What the Range Test Module Does

Range Test operates as a sender/receiver pair:

  • Sender node - Broadcasts a test packet at a configurable interval, incrementing a sequence number each time. The test packet carries the sender's position.
  • Receiver node - Any node with the module enabled can receive and log each packet's SNR, RSSI, and sequence number. The canonical GPS-tagged rangetest.csv is written to the flash of an ESP32-based receiver (saving is only available on ESP32 boards).
  • Output - A CSV file (rangetest.csv) saved to the ESP32 receiver's internal flash, containing all received packets with position data, signal quality, and sequence numbers. Missing sequence numbers identify packet loss. The Apple/Android apps also offer their own separate position-log exports.

Setting Up a Range Test

Configure the Sender Node

meshtastic --set range_test.enabled true
meshtastic --set range_test.sender 60

sender is the interval in seconds between test packets. 60 seconds works well for driving tests; 30 seconds for walking tests where you move slower.

Configure the Receiver

meshtastic --set range_test.enabled true
meshtastic --set range_test.save true

With save true on an ESP32-based device, received packets are logged to a file called rangetest.csv in the device's internal flash memory (no SD card or smartphone required). Retrieve it over WiFi by browsing to meshtastic.local/rangetest.csv, which downloads the file automatically. Saving is only available on ESP32 boards; nRF52 boards cannot write the CSV.
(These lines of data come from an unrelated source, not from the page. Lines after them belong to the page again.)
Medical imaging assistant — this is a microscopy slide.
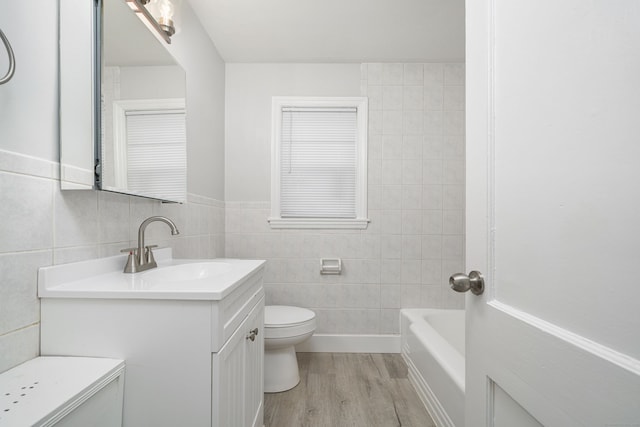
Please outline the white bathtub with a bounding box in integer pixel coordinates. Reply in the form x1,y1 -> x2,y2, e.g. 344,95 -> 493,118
400,308 -> 465,427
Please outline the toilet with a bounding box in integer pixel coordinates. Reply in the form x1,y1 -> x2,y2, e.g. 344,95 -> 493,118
264,305 -> 316,393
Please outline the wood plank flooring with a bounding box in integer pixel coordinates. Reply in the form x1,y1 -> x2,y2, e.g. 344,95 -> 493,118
264,353 -> 435,427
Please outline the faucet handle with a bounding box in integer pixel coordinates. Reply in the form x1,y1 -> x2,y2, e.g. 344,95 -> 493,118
144,245 -> 158,267
121,248 -> 140,273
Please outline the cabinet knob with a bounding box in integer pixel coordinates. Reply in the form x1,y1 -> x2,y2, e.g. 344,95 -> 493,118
247,328 -> 258,341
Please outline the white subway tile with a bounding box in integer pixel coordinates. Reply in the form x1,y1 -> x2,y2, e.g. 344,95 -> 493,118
402,135 -> 424,159
402,86 -> 424,111
403,63 -> 424,86
367,185 -> 383,209
422,158 -> 442,185
424,63 -> 444,86
402,185 -> 422,209
424,111 -> 442,135
442,210 -> 464,235
402,210 -> 422,234
367,135 -> 384,160
382,86 -> 403,110
382,135 -> 402,160
367,159 -> 382,185
402,235 -> 422,261
53,246 -> 99,269
443,111 -> 465,135
380,234 -> 402,259
442,235 -> 464,259
367,85 -> 383,110
382,185 -> 402,209
382,110 -> 402,135
382,63 -> 404,85
367,64 -> 382,85
442,185 -> 465,210
444,86 -> 464,111
422,234 -> 442,259
444,64 -> 465,85
380,285 -> 402,310
422,210 -> 442,234
360,64 -> 369,80
420,285 -> 442,308
98,191 -> 129,244
422,259 -> 442,286
361,235 -> 382,260
422,134 -> 443,159
442,135 -> 465,158
402,111 -> 424,135
442,159 -> 465,185
54,187 -> 98,247
0,251 -> 52,335
402,284 -> 422,308
369,110 -> 383,135
380,258 -> 402,285
421,185 -> 443,209
402,159 -> 422,185
382,159 -> 402,185
423,86 -> 444,111
0,172 -> 52,252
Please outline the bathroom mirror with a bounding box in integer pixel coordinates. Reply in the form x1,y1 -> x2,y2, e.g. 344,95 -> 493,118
60,0 -> 187,202
96,0 -> 187,202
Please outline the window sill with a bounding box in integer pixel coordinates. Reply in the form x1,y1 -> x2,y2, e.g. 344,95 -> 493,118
269,218 -> 369,230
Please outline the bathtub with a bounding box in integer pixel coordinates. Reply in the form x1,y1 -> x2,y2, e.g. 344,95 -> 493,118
400,308 -> 465,427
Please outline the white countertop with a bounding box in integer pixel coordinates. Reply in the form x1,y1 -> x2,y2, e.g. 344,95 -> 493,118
38,248 -> 265,300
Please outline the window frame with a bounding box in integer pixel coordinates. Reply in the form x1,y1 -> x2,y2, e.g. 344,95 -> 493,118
269,96 -> 369,229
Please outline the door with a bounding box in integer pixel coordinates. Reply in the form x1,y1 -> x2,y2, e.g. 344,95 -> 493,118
466,0 -> 640,427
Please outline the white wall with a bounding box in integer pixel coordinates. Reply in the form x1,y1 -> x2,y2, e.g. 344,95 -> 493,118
225,64 -> 464,334
225,64 -> 360,201
0,1 -> 224,372
169,5 -> 225,200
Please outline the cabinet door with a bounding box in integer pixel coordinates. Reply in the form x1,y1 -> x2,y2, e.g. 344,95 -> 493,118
211,321 -> 247,427
211,298 -> 264,427
245,299 -> 264,427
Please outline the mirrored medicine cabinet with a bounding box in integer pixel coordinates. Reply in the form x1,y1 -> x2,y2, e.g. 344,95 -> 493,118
60,0 -> 187,202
Disable Range Test after testing. Leaving range_test.enabled on keeps the node broadcasting extra position-bearing test packets - that adds needless airtime and location exposure. Set range_test.enabled false when the test is complete.
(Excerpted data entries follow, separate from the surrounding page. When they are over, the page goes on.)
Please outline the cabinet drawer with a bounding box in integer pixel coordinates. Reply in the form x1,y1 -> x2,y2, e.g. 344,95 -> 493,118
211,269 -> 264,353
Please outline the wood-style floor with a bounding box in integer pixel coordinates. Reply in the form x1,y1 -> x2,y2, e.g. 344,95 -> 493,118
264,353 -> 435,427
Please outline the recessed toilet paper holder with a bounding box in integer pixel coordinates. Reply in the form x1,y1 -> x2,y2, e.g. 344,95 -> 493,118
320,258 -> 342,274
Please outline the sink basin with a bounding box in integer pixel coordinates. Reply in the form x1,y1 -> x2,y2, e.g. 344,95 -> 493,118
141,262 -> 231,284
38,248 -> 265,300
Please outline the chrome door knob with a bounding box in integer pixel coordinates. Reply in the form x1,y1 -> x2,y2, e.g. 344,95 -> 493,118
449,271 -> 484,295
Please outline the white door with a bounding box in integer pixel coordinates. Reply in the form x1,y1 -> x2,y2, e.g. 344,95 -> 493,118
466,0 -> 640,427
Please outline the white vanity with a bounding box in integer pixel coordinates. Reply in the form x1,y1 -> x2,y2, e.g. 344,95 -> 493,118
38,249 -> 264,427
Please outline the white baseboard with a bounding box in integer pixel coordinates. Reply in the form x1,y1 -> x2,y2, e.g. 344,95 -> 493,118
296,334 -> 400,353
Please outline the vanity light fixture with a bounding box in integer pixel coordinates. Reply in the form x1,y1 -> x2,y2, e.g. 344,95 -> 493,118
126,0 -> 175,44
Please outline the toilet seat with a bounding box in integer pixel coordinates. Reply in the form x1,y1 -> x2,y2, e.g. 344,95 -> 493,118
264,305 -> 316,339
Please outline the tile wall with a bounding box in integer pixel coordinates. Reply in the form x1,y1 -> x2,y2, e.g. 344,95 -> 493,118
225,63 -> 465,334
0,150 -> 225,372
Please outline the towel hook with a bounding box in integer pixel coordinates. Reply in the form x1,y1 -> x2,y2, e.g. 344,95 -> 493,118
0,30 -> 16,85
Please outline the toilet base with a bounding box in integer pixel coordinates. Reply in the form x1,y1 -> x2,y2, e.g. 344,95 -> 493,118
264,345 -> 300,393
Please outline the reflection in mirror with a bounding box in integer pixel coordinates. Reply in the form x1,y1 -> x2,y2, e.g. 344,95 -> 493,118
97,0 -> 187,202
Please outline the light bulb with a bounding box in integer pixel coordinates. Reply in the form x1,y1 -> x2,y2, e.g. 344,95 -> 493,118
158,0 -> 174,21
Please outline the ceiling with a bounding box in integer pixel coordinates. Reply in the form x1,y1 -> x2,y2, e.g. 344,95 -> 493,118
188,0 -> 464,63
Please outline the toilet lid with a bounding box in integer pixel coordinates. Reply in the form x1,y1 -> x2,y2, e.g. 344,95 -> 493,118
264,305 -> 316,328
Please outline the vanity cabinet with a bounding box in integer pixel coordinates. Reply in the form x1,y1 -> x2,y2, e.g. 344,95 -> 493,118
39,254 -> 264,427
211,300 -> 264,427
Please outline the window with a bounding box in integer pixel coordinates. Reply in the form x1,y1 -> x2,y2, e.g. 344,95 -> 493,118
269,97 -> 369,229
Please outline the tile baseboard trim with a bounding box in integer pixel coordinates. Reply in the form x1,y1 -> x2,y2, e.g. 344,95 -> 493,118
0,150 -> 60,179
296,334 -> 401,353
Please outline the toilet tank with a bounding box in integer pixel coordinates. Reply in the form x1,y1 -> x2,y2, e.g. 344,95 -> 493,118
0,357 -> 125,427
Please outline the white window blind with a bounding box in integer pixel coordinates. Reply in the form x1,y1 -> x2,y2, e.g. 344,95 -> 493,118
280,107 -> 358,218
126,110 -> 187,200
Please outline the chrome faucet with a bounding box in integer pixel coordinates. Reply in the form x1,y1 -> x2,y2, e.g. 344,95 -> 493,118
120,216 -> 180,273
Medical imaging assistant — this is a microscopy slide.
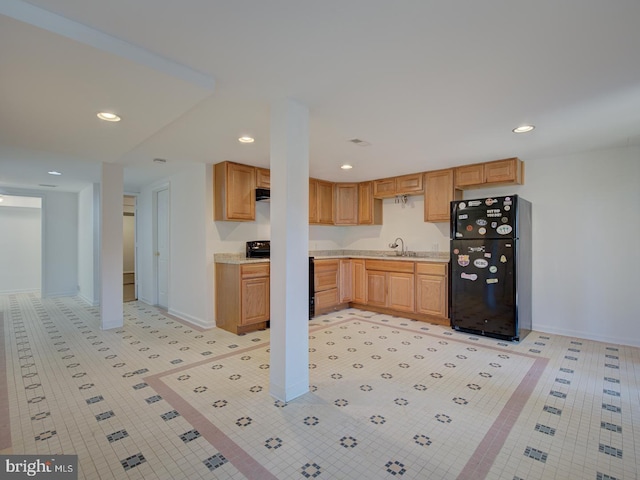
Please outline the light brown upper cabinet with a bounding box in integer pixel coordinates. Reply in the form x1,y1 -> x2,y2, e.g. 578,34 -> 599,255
424,168 -> 462,222
455,157 -> 524,190
373,177 -> 396,198
256,167 -> 271,188
213,162 -> 256,222
309,178 -> 334,225
396,173 -> 424,195
358,182 -> 382,225
373,173 -> 424,198
334,183 -> 358,225
455,163 -> 484,188
484,158 -> 524,185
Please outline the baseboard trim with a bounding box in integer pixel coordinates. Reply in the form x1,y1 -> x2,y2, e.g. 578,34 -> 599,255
532,324 -> 640,347
78,294 -> 100,307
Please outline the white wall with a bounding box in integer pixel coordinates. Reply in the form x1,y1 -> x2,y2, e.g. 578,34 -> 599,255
136,180 -> 156,305
136,165 -> 214,327
42,192 -> 78,297
122,215 -> 136,273
342,196 -> 449,252
139,147 -> 640,346
478,147 -> 640,346
0,206 -> 42,293
78,183 -> 100,306
169,165 -> 214,327
3,187 -> 78,297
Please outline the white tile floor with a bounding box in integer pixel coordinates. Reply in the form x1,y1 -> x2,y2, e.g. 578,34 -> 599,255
0,294 -> 640,480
Conducting a Range Test Drive

  1. Place the sender node at your repeater location or test deployment point. Ensure it has GPS lock and is transmitting.
  2. Configure an ESP32-based portable node as the receiver (so it can save the CSV to flash).
  3. Drive or walk through your intended coverage area.
  4. After the test, retrieve the CSV file from the receiver at meshtastic.local/rangetest.csv. Each row contains: timestamp, GPS lat/lon, SNR, RSSI, sequence number.
  5. Import the CSV into Google Maps (My Maps), QGIS, or any mapping tool to visualize coverage.

Interpreting Results

The bands below are rough rules of thumb, not a Meshtastic-published spec. The actual SNR floor for decoding shifts with the modem preset / spreading factor, so treat the RSSI and SNR columns as approximate and read them alongside the SF note that follows.

RSSISNRConnection Quality
-80 to -100 dBm>5 dBExcellent - reliable delivery
-100 to -115 dBm0 to 5 dBGood - occasional packet loss
-115 to -125 dBm-5 to 0 dBMarginal (preset-dependent)
Below -125 dBmnear the SF floor*Edge of range - unreliable

* Note: The "edge of range" SNR is spreading-factor-dependent, not a flat -10 dB. LoRa can decode packets at negative SNR values - roughly -7.5 dB at SF7 down to approximately -20 dB at SF12. On the default LongFast preset (SF11) the decode floor is about -17 dB, so a -10 dB SNR link on LongFast is still well within usable range, not the edge. This is one of LoRa's most remarkable properties. RSSI alone is not the full picture; low RSSI with high SNR can still be a reliable link. (For consistency, reconcile these thresholds with the reading-network-statistics and neighbor-info pages, which should use the same canonical bands.)

Using Range Test for Repeater Placement Decisions

Deploy a temporary repeater at a candidate site, run a range test drive across the intended coverage area, then compare the CSV output against a test from your next-best candidate site. This gives objective, data-driven evidence for repeater placement decisions rather than guessing based on map topology alone.